God or the laws of physics?

 

Hawking’s faulty concept of God as a “God of the Gaps” now has serious consequences. This “more science, therefore less God” kind of thinking inevitably leads Hawking to make the mistake (frequently made by Richard Dawkins and others) of asking us to choose between God and science; or, in Hawking’s specific case, between God and the laws of physics. Talking about M-theory (his chosen candidate for a final unifying theory of physics), Hawking writes: “M-theory predicts that a great many universes were created out of nothing. Their creation does not require the intervention of some supernatural being or god. Rather, these multiple universes arise naturally from physical law.”
28

A supernatural being or god is an agent who does something. In the case of the God of the Bible, he is a personal agent. Dismissing such an agent, Hawking ascribes creative power to physical law; but physical law is not an agent. Hawking is making a classic category mistake by confusing two entirely different kinds of entity: physical law and personal agency. The choice he sets before us is between false alternatives. He has confused two levels of explanation: agency and law. God is an explanation of the universe, but not the same type of explanation as that which is given by physics.

Suppose, to make matters clearer, we replace the universe by a jet engine and then are asked to explain it. Shall we account for it by mentioning the personal agency of its inventor, Sir Frank Whittle? Or shall we follow Hawking: dismiss personal agency, and explain the jet engine by saying that it arose naturally from physical law?

It is clearly nonsensical to ask people to choose
between
Frank Whittle and science as an explanation for the jet engine. For it is not a question of either/or. It is self-evident that we need
both
levels of explanation in order to give a complete description. It is also obvious that the scientific explanation neither conflicts nor competes with the agent explanation: they complement one another. It is the same with explanations of the universe: God does not conflict or compete with the laws of physics as an explanation. God is actually the ground of all explanation, in the sense that he is the cause in the first place of there being a world for the laws of physics to describe.

Offering people the choice between God and science is therefore illogical. In addition, it is very unwise, because some people might just choose God and then Hawking could be accused of putting people off science!

Sir Isaac Newton, a previous holder of the Lucasian Chair at Cambridge, did not make Hawking’s category mistake when he discovered his law of gravitation. Newton did not say: “Now that I have the law of gravity, I don’t need God.” What he did was to write
Principia Mathematica
, the most famous book in the history of science, expressing the hope that it would “persuade the thinking man” to believe in God.

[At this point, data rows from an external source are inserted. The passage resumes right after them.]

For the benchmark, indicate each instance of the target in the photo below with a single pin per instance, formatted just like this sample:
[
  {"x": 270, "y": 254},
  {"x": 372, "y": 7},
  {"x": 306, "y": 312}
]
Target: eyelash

The laws of physics can explain how the jet engine works, but not how it came to exist in the first place. It is self-evident that the laws of physics could not have created a jet engine on their own. That task also needed the intelligence, imagination, and scientific creativity of Whittle. Indeed, even the laws of physics plus Frank Whittle were not sufficient to produce a jet engine. There also needed to be some material that Whittle could use. Matter may be humble stuff, but laws cannot create it.